United Nations (United States) (AFP)

At the initiative of the United Kingdom, which prides itself on having put in place an effective vaccination process, the UN Security Council will discuss access to vaccines against Covid-19 on Wednesday and must address several questions likely to divide its members.

How to ensure their global distribution and prevent them from being preempted by the rich countries of the northern hemisphere at the expense of the southern hemisphere?

Should priority be given to the vaccination of peacekeepers mobilized in some fifteen operations and members of UN agencies, including in countries that do not have access to vaccines?

And who should do it: the UN, the country of origin or the country of deployment?

"Vaccines, vaccination, it is not really the job of the Security Council", notes on condition of anonymity an ambassador of a member country of the Council.

But "the Council can make a contribution", he adds, excluding the adoption of a resolution as early as the ministerial session organized this week.

Responsible for guaranteeing peace and security in the world, the UN Security Council has no particular competence in the field of global health.

In July 2020, he adopted, after more than three months of laborious negotiations, hostages of a Sino-American duel, his only resolution to date on the pandemic.

It therefore aimed to encourage an end to hostilities in countries in conflict in order to facilitate the fight against the spread of the disease.

According to diplomats, the UK recently shared a draft resolution on vaccine management with a few countries.

"There is a draft resolution, the negotiations have just started, it will take time," said one of them.

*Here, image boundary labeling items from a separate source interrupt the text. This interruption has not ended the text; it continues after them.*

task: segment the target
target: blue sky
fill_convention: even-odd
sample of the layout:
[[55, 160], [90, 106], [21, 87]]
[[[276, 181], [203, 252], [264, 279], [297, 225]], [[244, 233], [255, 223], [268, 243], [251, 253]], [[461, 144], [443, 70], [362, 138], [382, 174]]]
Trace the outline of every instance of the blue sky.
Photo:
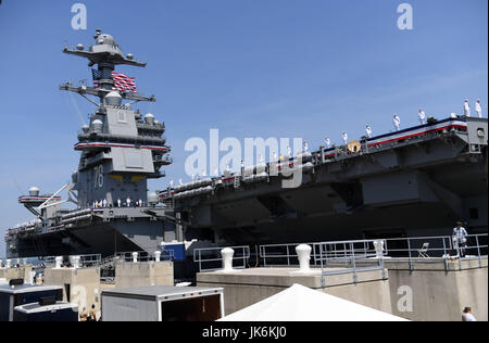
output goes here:
[[[88, 9], [88, 29], [71, 28], [71, 7]], [[58, 90], [89, 79], [65, 42], [112, 34], [125, 53], [148, 62], [122, 67], [158, 102], [142, 104], [165, 122], [174, 165], [184, 176], [191, 137], [300, 137], [311, 148], [325, 135], [340, 141], [391, 129], [399, 113], [446, 117], [464, 98], [481, 98], [487, 114], [488, 2], [415, 0], [414, 29], [399, 30], [396, 0], [27, 1], [0, 5], [0, 234], [30, 219], [20, 190], [53, 192], [75, 170], [76, 132], [92, 107]], [[124, 5], [121, 5], [124, 3]], [[0, 244], [0, 256], [4, 254]]]

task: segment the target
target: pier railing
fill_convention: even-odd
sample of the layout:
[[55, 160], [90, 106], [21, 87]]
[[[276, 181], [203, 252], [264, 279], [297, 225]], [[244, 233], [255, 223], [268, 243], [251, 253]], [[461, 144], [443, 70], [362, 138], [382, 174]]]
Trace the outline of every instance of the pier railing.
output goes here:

Vaccination, "it is the big challenge of the moment" and "it will take a long time before everyone is vaccinated", underlines the ambassador of the European Union (EU) to the UN, the Swede Olof Skoog.

He recalls that the EU helped create the Covax mechanism which, under the aegis of the UN, should allow "the delivery of at least 2 billion doses before the end of 2021, including at least 1.3 billion at 92 lower income countries ".

- "No vaccine-apartheid" -

"What we don't want is an apartheid vaccine" with a North that has it and a South that cannot get doses, as South Africa recently denounced, explains the ambassador speaking anonymously.

According to him, the negotiations on a resolution at the Security Council risk "being complicated", some members of the Council not being very favorable to the idea of ​​"transparency" which should accompany a priori a universal commitment not to leave any country next to.

Several states, including China, Russia and some Gulf countries, have already embarked on "vaccine diplomacy", highlighting their national production or facilitating access to doses.

In his speeches, UN Secretary General Antonio Guterres reiterates that with the spread of the virus and its variants, security will only be ensured if everyone enjoys the same protection.

He calls for vaccines to become a "common public good", without real materialization so far.

Asked recently about the role of the UN in establishing a kind of "vaccination certificate" that cannot be counterfeited, the spokesperson of the Organization, Stéphane Dujarric, considered that there was "the need for international standardization and coordination "in this regard.

"The other worrying thing is the criminal element. People who falsify vaccination certificates or, even worse, who give people fake vaccines," he added, stressing the importance of an "international cooperation in this field".